Belki bu kadar da sert çıkıp hakim/savcı meslektaşların hepsine haksızlık yapmamak lazım. Mesajınızda "bazıları" demişsiniz ama yine de yanlış anlayıp kırılan arkadaşlar olabilir.

Bence buradaki tartışma daha ziyade haberin içindeki "yargıç ve savcıların yurttaşlarla önce de kendi meslektaşları olan avukatlarla kucaklaşmaları gerekmektedir" ifadesinde düğümleniyor. Tek başına bir slogan olarak çok güzel ama pratikte uygulanabilirliği kolay mı, bunu da kendimizi hakim ve savcı meslektaşların yerine koyarak yanıtlamamız gerek.
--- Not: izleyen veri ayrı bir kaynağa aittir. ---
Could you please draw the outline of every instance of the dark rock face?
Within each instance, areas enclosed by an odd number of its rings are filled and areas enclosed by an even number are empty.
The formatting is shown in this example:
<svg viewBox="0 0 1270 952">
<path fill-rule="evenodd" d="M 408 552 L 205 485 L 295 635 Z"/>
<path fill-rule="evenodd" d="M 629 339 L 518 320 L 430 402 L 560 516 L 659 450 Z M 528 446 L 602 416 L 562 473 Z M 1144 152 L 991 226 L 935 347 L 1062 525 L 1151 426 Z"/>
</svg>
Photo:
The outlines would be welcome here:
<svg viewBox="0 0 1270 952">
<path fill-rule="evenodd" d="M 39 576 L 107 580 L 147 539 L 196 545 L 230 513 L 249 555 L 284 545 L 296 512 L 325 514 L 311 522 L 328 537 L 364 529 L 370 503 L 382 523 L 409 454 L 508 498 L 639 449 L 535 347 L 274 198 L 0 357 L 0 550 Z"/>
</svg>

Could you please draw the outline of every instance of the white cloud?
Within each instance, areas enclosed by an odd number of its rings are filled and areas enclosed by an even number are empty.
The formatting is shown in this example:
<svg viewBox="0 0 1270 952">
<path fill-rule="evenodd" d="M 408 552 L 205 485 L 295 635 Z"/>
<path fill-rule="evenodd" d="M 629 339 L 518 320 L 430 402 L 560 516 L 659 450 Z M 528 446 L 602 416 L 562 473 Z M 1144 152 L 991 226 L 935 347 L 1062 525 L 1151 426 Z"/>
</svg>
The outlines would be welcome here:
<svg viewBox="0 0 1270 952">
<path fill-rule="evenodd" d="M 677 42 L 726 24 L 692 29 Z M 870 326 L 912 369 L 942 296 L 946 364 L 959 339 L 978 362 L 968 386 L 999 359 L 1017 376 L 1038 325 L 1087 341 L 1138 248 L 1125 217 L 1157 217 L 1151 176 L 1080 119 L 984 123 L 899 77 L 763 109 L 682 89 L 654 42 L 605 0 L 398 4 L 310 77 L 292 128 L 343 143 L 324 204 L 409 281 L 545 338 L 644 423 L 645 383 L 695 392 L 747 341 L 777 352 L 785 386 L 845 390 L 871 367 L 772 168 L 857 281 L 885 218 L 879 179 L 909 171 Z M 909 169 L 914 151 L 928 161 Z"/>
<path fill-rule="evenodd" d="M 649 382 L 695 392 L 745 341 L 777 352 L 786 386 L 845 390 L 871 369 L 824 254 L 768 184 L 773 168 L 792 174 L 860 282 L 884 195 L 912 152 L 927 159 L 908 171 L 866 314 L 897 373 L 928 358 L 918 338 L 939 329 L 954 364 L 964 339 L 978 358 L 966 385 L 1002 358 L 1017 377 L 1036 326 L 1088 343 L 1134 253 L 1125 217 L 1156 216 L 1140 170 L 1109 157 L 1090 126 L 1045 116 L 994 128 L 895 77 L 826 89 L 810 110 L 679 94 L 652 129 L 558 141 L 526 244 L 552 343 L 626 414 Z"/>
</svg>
Kendi kendimizi yargılayabileceğimiz küçük bir örnek: Haberdeki duvarı kaldırdınız, restoranları birleştirdiniz. Davacı vekili olarak duruşmadan çıkıp, o restorana yemek yemeğe gittiniz ve hakimi, davalı vekili ile aynı masada sohbet edip yemek yerken gördünüz. Aklınıza hiçbir soru işareti gelmeyecek mi? Hayır gelmez diyorsanız, sizi tebrik ediyorum ama herkesin sizin gibi düşünmeyeceğini de sanırım kabul edersiniz.

Dolayısıyla bu "kucaklaşma" ve bundan kaynaklanan önyargıları yıkmak hiç kolay değil. Haberi (ve duvarı) bir de bu açıdan değerlendirmek gerek bence.